Image Source: Amazon |
Running Time: 424 Minutes
Certificate: 15
Number Of Discs: 3
Studio: Fremantle Home Entertainment
Released: March 27 2017
(Thanks to Fetch Publicity for arranging this review.)
Fans who have only discovered wrestling, and primarily WWE, within the last ten years may wonder why the latest personality DVD is based around Diamond Dallas Page. Besides appearances in the 2015 Royal Rumble and the Andre The Giant Memorial Battle Royal at WrestleMania 32, DDP hasn't wrestled for WWE since 2002, and his WWF/WWE run was a disappointment to him and his fans. So, at first glance, it's a confusing choice. However, when you factor in the man's unlikely journey to stardom, his major WCW success, his popularity, his high-standard ring skills and psychology, and the tremendous work he has done to help other people since retiring as a full-time grappler, you realise that DDP is the perfect candidate for the DVD bio treatment.

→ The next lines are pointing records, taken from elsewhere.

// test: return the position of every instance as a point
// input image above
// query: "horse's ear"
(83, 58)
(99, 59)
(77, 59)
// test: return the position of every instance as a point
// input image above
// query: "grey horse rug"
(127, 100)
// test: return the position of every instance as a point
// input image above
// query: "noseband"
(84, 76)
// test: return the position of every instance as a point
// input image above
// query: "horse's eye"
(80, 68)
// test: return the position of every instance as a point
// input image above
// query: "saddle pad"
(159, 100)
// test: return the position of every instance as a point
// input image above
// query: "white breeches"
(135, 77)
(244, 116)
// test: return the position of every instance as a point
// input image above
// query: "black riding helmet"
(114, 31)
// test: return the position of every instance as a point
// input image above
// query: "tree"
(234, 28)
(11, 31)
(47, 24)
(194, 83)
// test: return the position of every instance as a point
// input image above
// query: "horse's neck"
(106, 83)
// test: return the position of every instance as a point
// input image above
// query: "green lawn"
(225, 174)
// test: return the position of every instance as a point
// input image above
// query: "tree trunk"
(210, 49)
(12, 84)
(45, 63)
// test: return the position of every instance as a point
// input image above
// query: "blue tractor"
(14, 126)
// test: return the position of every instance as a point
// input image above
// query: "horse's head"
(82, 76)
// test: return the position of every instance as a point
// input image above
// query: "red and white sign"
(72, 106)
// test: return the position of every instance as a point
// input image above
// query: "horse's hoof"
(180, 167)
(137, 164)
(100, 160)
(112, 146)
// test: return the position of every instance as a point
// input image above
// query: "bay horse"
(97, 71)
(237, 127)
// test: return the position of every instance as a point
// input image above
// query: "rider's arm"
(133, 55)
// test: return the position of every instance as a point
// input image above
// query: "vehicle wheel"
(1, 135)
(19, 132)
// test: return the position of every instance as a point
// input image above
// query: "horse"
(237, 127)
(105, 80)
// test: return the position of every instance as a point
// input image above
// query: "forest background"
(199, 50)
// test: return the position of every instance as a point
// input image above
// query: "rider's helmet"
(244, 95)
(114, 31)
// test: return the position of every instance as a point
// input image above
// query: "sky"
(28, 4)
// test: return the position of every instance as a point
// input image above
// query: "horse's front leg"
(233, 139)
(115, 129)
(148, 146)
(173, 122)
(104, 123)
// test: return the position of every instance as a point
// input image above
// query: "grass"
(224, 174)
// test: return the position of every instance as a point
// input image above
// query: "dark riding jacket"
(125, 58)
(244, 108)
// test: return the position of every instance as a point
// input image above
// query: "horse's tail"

The DVD (which unfortunately uses a redone version of Page's theme instead of his WCW theme Self High Five, which in itself was a copy, albeit a very effective one, of Nirvana's Smells Like Teen Spirit) begins with a documentary focusing on the life and times of Dallas. We're told about his initial sports success in college and how working as a bar manager led him, after becoming a wrestling fan of course, to send in trial videos to become a manager in the AWA. Then in his early 30s, DDP spent the next few years in the AWA and later WCW, filling the void left behind by great managers who had moved on whilst developing an over-the-top personality with plenty of gimmick props. As Page states here, in WCW he was told that he wouldn't be used as a manager going forward because he was overshadowing the wrestlers, but that's where DDP's journey really begins.